Es ist normal, verschieden zu sein

Raubling - Im Landkreis wird ein Teilhabeplan erstellt, um Menschen mit Behinderung umfassender am gesellschaftlichen Leben teilhaben zu lassen. Die erste Planungskonferenz:

Das Thema Inklusion wird im Landkreis Rosenheim jetzt offensiv angegangen. Ein Teilhabeplan wird erstellt und zum Auftakt des Planungsprozesses diskutierten rund 150 Teilnehmer auf einer Planungskonferenz zu einem Dutzend unterschiedlicher Themen. Landrat Josef Neiderhell meinte schon in seiner Begrüßung, sie alle zeigen, dass sie es Ernst meinen, Menschen mit Behinderung am gesellschaftlichen Leben teilhaben lassen zu wollen.

Neiderhell forderte die Teilnehmer auf, Wünsche und Anregungen zu formulieren. Für die Menschen mit Behinderung sind 2012 und 2013 die Jahre, in denen wir die Weichen für die Zukunft stellen, so der Landrat. Begleitet und moderiert wird der Planungsprozess vom BASIS-Institut aus Bamberg.
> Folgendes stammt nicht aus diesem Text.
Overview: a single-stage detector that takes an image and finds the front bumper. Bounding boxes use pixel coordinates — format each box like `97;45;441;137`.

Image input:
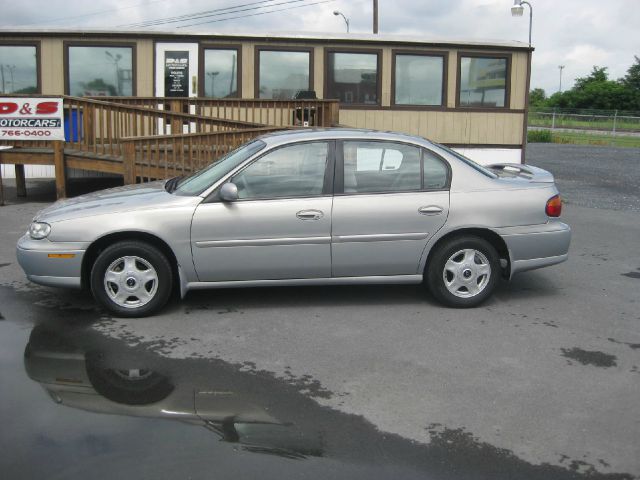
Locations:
498;221;571;276
16;234;87;288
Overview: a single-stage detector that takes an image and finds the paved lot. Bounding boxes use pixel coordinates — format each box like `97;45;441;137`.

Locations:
0;145;640;479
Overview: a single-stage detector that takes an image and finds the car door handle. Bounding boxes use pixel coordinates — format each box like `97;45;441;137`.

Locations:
296;210;324;220
418;205;442;215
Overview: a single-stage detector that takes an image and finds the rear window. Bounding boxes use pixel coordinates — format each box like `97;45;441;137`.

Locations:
434;143;498;178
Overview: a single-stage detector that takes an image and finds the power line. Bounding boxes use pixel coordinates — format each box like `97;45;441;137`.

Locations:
119;0;284;27
176;0;336;28
23;0;172;25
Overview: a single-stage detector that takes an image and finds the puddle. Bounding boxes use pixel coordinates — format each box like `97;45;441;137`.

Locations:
561;347;618;368
607;338;640;350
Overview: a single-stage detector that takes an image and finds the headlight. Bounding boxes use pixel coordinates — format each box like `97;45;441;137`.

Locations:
29;222;51;240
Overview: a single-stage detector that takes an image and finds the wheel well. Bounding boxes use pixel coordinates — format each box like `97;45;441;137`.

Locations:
81;231;179;292
425;228;511;278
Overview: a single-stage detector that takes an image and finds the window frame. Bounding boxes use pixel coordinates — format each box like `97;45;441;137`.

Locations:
322;47;382;110
456;52;512;112
0;40;42;96
212;138;337;203
253;45;315;102
198;42;242;100
333;138;452;197
62;40;136;97
391;49;449;110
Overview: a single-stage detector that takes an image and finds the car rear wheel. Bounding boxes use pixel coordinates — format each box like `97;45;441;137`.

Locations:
91;241;172;317
425;236;500;308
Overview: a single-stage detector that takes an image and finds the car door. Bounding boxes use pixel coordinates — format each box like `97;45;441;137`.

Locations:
191;141;335;282
331;140;450;277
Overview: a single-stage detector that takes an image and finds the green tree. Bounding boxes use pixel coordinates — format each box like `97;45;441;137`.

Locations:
621;55;640;92
546;66;638;110
529;88;547;107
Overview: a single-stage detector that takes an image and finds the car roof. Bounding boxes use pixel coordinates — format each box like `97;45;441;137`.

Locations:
258;128;432;146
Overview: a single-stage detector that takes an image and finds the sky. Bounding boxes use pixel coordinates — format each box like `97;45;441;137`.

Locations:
0;0;640;95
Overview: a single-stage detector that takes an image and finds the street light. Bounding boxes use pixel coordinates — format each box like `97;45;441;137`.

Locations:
333;10;349;33
511;0;533;46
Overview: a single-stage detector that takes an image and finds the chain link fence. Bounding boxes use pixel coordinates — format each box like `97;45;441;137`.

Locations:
529;108;640;135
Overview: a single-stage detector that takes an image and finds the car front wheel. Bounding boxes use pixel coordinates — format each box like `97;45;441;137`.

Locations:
425;236;500;308
91;241;172;317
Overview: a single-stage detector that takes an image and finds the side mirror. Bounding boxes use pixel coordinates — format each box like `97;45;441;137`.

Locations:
220;182;238;202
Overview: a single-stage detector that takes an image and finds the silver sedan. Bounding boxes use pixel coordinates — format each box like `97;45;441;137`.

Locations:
17;129;571;317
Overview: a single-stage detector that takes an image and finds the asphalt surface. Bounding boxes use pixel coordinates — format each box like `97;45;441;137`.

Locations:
0;145;640;479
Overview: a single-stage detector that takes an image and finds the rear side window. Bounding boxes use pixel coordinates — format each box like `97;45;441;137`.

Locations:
343;141;448;194
422;150;449;190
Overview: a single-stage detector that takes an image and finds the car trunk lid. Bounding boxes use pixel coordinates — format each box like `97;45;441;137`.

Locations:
487;163;554;183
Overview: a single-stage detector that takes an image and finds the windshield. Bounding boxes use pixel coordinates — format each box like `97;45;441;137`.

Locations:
434;143;498;178
173;140;266;196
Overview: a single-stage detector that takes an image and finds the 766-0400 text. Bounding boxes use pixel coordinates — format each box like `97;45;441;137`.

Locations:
2;130;51;137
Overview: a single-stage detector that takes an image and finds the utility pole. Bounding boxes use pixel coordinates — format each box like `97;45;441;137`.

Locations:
373;0;378;34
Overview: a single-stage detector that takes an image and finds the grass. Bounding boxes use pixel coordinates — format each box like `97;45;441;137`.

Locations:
527;130;640;148
529;112;640;132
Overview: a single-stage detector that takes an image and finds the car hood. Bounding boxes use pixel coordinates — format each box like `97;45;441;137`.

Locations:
34;180;193;222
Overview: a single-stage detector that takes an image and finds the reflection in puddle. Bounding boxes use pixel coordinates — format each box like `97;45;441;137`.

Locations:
18;323;631;480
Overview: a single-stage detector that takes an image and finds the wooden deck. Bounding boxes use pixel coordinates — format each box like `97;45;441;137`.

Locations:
0;96;338;205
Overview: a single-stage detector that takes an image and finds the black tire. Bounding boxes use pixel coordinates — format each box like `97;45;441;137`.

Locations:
91;240;173;317
424;235;501;308
85;353;174;405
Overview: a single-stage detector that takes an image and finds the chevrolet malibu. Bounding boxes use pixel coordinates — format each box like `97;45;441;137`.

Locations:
17;129;571;317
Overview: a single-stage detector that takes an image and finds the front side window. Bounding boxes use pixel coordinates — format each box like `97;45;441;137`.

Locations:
458;56;507;108
231;142;329;200
343;142;422;193
257;50;311;100
202;48;239;98
68;46;133;97
0;45;38;94
393;54;444;106
174;140;267;196
325;52;380;105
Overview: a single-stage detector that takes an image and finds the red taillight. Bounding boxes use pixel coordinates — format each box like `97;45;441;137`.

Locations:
544;195;562;217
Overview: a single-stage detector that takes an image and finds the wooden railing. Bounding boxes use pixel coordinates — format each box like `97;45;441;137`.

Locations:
120;127;292;184
0;96;262;157
94;97;339;127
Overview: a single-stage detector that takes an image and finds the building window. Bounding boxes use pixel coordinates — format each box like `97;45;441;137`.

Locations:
393;53;445;106
67;45;133;97
324;52;380;105
459;55;508;108
202;48;240;98
0;45;38;93
256;50;313;100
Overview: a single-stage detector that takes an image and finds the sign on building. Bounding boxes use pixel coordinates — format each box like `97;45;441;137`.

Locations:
0;97;64;140
164;51;189;97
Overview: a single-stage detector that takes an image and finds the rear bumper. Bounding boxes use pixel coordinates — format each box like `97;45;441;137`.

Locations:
498;221;571;276
16;235;86;288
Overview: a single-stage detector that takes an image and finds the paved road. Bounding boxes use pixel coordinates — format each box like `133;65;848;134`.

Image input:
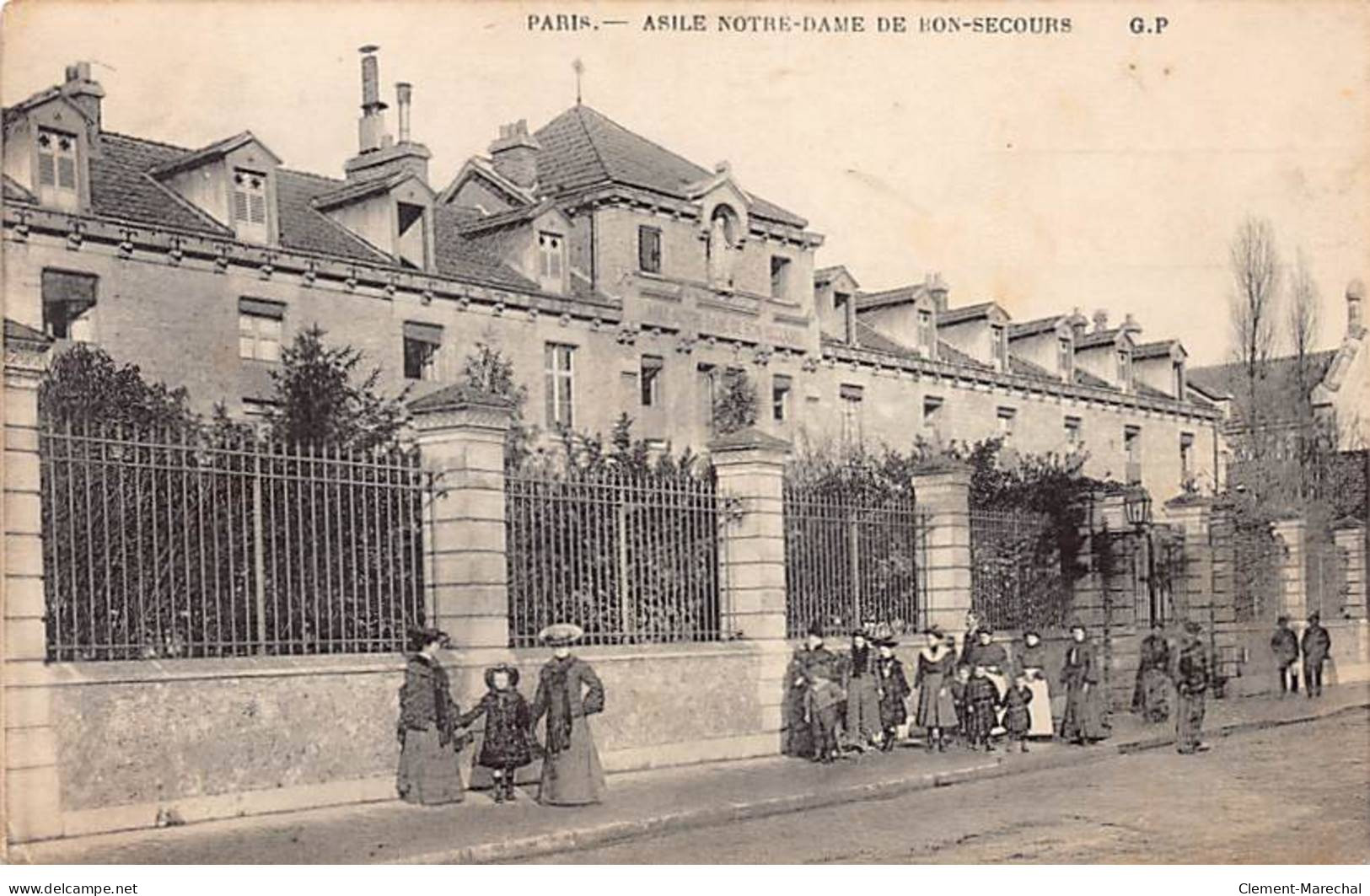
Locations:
520;712;1370;863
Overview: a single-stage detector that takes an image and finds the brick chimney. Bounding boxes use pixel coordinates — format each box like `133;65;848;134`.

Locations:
491;118;543;189
1346;280;1366;338
62;62;105;133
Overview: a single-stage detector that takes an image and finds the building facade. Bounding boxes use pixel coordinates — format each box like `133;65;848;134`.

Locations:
4;52;1221;503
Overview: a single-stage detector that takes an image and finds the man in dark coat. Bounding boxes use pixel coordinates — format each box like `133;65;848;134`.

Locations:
1302;613;1332;697
1175;622;1208;755
1270;616;1299;696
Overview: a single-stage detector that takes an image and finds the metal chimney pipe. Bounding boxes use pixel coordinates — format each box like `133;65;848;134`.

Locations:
395;81;414;142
Dessen Geschäftsführer Michael John, der seit 25 Jahren Planungsprozesse betreut, lobte schon zu Beginn: Man kann mit Fug und Recht davon sprechen, dass es hier ein neues Modell gibt. Für ihn ist es das erste Projekt, bei dem eine Stadt und ein Landkreis an einem Strang ziehen.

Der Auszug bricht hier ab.